The head of state emphasized the importance of preserving traditions, including in relation to certain holidays. “Let us take the 9 May celebrations. Why do we have to give this holiday away? We lost every third person in the war. I was an active advocate of this holiday. I wanted it to be popularized, embedded in the mindset of our people, which would help cultivate a sense of statehood in the youth,” Alexander Lukashenko said.
Alexander Lukashenko also spoke in favor of preserving Labor Day marked on 1 May. “Let it be a professional holiday within the competence of the trade unions,” he added.

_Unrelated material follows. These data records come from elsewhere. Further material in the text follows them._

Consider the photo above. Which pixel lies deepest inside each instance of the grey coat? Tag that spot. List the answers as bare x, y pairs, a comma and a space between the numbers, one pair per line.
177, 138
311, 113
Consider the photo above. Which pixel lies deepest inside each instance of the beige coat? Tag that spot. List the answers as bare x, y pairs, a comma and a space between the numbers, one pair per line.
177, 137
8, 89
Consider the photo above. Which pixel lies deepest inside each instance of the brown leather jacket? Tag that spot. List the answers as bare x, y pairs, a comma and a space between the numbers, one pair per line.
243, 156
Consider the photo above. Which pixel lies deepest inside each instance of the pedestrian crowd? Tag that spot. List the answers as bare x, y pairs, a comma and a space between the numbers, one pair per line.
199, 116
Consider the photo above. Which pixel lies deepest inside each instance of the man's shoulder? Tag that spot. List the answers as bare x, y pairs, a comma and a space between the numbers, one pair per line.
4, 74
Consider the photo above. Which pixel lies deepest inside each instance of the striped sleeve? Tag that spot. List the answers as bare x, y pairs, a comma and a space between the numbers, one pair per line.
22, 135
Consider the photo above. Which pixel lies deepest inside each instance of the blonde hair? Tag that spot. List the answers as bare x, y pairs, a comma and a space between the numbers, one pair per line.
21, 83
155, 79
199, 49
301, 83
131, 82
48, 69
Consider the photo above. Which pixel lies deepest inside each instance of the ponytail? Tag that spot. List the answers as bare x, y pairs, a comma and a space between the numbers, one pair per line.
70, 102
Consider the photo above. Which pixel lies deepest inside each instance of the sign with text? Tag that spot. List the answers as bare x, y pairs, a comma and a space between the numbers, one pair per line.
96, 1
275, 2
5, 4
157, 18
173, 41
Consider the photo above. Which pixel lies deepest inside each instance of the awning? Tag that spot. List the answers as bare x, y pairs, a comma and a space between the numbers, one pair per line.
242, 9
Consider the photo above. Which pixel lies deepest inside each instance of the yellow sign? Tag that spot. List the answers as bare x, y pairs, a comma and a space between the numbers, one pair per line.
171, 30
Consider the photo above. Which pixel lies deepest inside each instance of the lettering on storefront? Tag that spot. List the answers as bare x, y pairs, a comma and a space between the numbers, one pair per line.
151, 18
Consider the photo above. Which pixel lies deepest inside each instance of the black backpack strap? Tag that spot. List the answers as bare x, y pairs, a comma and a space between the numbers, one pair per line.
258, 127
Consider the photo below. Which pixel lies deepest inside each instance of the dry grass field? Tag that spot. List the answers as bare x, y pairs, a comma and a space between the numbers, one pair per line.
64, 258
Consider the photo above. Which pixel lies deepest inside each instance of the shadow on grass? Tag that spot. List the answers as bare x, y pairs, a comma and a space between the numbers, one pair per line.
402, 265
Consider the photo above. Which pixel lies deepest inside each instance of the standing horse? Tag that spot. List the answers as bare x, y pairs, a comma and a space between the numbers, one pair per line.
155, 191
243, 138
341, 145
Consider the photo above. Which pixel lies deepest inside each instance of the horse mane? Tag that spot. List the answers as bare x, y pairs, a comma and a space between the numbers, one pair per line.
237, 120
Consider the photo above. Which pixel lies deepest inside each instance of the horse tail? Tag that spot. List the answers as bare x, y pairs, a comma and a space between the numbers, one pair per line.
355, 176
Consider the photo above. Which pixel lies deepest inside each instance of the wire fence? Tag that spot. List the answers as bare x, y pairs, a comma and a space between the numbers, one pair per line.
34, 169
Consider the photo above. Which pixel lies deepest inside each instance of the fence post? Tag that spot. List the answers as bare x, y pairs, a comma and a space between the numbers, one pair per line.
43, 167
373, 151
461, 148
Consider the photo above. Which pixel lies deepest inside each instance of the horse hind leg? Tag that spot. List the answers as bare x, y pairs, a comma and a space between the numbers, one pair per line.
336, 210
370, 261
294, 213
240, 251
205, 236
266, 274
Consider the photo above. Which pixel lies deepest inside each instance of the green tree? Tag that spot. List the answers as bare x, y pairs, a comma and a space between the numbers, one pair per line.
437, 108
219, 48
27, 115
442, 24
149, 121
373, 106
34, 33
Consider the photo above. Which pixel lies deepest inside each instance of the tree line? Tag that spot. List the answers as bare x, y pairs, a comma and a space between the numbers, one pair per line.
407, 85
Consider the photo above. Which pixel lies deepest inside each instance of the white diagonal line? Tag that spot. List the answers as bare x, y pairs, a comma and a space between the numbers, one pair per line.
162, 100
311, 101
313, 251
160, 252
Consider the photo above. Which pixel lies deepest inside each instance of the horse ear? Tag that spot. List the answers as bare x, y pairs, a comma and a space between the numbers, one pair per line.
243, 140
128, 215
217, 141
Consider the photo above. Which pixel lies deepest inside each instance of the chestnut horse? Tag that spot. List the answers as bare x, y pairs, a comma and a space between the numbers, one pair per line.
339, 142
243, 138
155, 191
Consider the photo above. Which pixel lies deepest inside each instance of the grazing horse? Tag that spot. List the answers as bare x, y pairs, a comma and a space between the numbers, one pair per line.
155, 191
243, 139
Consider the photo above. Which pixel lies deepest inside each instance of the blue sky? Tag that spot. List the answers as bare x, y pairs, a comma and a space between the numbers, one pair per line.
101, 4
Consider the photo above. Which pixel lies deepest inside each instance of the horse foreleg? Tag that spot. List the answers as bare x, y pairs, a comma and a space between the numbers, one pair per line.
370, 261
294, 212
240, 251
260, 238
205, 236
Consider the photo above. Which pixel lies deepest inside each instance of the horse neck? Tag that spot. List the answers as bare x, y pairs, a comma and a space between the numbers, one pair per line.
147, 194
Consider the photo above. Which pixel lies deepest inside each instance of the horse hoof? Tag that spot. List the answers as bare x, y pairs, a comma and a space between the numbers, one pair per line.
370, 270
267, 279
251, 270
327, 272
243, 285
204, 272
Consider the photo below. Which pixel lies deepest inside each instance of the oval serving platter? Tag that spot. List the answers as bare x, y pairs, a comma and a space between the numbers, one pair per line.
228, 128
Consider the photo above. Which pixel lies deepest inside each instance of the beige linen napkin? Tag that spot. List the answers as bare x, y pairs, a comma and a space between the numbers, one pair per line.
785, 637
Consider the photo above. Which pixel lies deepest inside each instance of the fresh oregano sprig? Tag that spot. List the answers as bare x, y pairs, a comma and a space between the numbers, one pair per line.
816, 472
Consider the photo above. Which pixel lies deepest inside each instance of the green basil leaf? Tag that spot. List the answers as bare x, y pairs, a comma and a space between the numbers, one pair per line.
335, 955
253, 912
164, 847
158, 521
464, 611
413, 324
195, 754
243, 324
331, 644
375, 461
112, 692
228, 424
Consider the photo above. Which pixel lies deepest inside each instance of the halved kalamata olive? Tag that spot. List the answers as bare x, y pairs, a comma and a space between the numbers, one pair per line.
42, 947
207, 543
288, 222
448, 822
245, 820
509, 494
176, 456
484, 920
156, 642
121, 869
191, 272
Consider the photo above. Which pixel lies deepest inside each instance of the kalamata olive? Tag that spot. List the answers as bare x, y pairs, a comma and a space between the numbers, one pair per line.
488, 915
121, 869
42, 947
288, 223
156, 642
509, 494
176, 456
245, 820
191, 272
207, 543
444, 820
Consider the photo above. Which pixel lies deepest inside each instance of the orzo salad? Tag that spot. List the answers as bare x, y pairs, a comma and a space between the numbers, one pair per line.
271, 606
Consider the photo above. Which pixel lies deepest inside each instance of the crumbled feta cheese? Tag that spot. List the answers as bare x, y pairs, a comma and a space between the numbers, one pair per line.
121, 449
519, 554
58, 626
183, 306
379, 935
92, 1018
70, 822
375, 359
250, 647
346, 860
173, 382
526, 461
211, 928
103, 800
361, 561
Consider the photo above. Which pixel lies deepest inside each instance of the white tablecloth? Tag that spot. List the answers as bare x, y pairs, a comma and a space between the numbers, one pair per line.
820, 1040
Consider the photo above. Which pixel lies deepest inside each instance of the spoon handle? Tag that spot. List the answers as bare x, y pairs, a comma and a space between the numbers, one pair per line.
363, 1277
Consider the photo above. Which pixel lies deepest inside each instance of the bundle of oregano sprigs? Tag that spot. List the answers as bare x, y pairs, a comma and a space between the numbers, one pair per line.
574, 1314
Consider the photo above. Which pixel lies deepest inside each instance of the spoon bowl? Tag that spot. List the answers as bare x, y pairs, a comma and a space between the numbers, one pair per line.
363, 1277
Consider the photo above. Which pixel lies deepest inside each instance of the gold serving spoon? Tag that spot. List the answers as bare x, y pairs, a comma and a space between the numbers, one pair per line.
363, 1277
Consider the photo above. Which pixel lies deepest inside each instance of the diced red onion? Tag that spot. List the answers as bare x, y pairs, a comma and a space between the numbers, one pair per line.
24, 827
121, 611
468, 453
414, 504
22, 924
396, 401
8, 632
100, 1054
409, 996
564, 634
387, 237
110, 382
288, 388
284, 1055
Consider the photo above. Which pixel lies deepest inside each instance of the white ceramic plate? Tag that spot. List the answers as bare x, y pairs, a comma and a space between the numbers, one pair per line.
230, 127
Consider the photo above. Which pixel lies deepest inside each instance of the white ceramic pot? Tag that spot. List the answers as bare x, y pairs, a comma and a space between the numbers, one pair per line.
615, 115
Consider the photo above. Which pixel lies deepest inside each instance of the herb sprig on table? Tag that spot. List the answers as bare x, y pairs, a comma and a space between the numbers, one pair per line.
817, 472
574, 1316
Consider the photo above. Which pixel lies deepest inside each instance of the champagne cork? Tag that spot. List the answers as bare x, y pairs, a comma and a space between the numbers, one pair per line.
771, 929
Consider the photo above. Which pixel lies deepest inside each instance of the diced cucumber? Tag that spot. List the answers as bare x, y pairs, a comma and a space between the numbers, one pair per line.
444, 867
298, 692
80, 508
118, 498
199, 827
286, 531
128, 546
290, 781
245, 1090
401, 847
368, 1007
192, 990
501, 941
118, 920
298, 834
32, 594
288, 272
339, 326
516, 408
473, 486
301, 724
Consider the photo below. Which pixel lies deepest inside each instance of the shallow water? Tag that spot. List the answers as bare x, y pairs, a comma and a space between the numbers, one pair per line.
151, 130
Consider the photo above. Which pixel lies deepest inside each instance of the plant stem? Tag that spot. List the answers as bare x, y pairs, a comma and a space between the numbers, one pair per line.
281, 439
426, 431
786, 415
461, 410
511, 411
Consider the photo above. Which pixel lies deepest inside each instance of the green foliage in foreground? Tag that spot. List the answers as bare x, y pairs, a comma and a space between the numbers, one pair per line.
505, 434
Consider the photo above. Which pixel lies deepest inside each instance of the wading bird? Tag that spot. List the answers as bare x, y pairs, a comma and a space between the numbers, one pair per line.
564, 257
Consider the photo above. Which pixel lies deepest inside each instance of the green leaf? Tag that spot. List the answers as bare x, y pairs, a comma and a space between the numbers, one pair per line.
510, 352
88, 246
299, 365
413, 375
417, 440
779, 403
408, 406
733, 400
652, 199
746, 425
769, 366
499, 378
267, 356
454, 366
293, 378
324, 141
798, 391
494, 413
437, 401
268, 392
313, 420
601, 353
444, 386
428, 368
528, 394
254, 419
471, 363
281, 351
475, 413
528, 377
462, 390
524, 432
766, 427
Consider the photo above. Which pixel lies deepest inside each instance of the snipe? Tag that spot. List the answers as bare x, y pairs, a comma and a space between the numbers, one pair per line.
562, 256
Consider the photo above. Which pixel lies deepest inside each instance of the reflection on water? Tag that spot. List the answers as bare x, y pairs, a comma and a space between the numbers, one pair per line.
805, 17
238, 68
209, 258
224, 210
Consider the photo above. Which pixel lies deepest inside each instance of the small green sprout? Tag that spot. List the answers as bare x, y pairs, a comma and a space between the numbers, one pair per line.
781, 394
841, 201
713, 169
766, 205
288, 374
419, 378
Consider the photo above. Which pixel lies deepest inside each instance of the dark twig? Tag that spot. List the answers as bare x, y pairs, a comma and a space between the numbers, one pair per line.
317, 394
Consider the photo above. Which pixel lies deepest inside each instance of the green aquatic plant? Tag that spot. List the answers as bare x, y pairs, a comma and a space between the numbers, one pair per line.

The head of state believes that it is important to draw lessons from the history and not deprive people of the opportunity to honor traditions and celebrate holidays. “Let them celebrate. Why do we have to fight with these people? We need to understand them,” the president said. “The same is true about the Belarusian People's Republic (BPR). Do not rush, for God's sake. Very soon we will take a decision on the BPR at the state level, at the level of the president. Let's give more time to Igor Marzalyuk [chairman of the standing commission on education, culture and science of the House of Representatives] and his group to look into pluses and minuses, to see what was true and what was not, look behind the scenes of the BPR in order not to make a mistake, not to give any reason for driving a wedge in our society. It is our kids who will have to deal with the consequences of our mistakes if we make any,” Alexander Lukashenko said.